Oft ist es tatsächlich so, dass einem beim fließenden Schreiben, nach etwas Übung oder auch nicht, Dinge aufs Papier geraten, die man nicht hätte planen können auszusprechen.
Übungen und Techniken des Kreativen Schreibens, wie Akrostichon, Cluster, Schreiben nach Zeit, automatisches Schreiben, überhaupt „Schreiben ohne Anspruch“, lassen uns durchlässiger werden, was ein großer Gewinn für uns ist, vielleicht auch für unsere Umgebung. Meist gewinnen wir an Lebendigkeit, Offenheit, Frische dazu, denn, wie man weiß, kostet es viel Energie, Ungesagtes im Unterbewusstsein schmoren zu lassen! Oft SOLL das Ungesagte nicht heraus, es wird aus verschiedenen Gründen wie ein Schatz gehütet, dabei handelt es sich oft um peinliche, schmerzliche, ja einst unerträgliche oder verbotene, vielleicht schuldhafte Erlebnisse. Es kann sich aber genauso um sogenannte positive Gedanken, Impulse, Wünsche, Sehnsüchte handeln, die man entweder sich selbst oder früher den Eltern nicht eingestehen konnte, oder anderen Menschen nicht, ohne dafür bestraft oder verlassen oder abgewertet zu werden. Vielleicht liebten wir jemanden, den wir nicht lieben durften, oder hatten uns in eine Ausbildung, eine Weise zu leben verliebt, die unsägliche Konsequenzen nach sich gezogen hätte, denen wir uns nicht gewachsen fühlten. Doch in Tag- oder Nachtträumen brachen sich die Bedürfnisse Bahn, in Texten, die wir schrieben, oder auf Bildern, die wir malten, auf Reisen oder nach einem Glas Wein.

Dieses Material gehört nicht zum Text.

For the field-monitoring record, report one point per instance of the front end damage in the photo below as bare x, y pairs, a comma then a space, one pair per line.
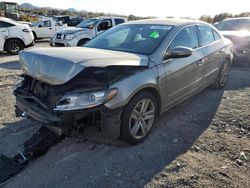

Ich habe das Kreative Schreiben, das Berge von Briefen, nicht abgeschickte, aber auch abgeschickte beinhaltete, des Weiteren Beschwerdebriefe, Reflexionen, Klärungsbriefe, Dankesbriefe, Geständnisse, Gedichte und Notizen, als einen Weg zum Heilwerden, zur Ganzheit empfunden. Man muss sich, glaube ich, dass Unsägliche selbst sagen können, es zulassen können, sich eingestehen können, damit es Platz bekommt und sich verwandeln kann. Ja, es verwandelt sich wie von alleine, man nimmt es ja zu sich und kann sich dadurch viel besser einfühlen in sich selbst und dadurch auch in andere Menschen, in Situationen. Es ist ein bisschen wie Schattenarbeit, ganz sicher integrativ, es mindert unsere Angst vor dem Leben, vielleicht auch vor dem Tod, der ja als unser gewaltigster Schatten immer bei uns ist.
Von Ruth Cohn, meiner Lehrerin im Gruppenleiten, übte ich, wie wir alle, den Schatten immer mitzudenken. Jede Idee hat einen Schatten, jede Gruppe, jeder Mensch. Jede Tugend hat einen Schatten, nämlich, wenn ich sie übertreibe. Zu viel des Guten ist das Schlechte. Maß zu halten, ist als Tugend aus der Mode gekommen, dabei bräuchten wir nichts dringender als genau dieses, angesichts der Krise, in der wir leben. Ich habe schon einmal überlegt, ob Buddhas „Mittlerer Weg“ nicht mit diesem Maßhalten identisch sein könnte. Doch darüber reflektiere ich schriftlich ein anderes Mal. Mögen wir maßvoll sein, all unsere Tage.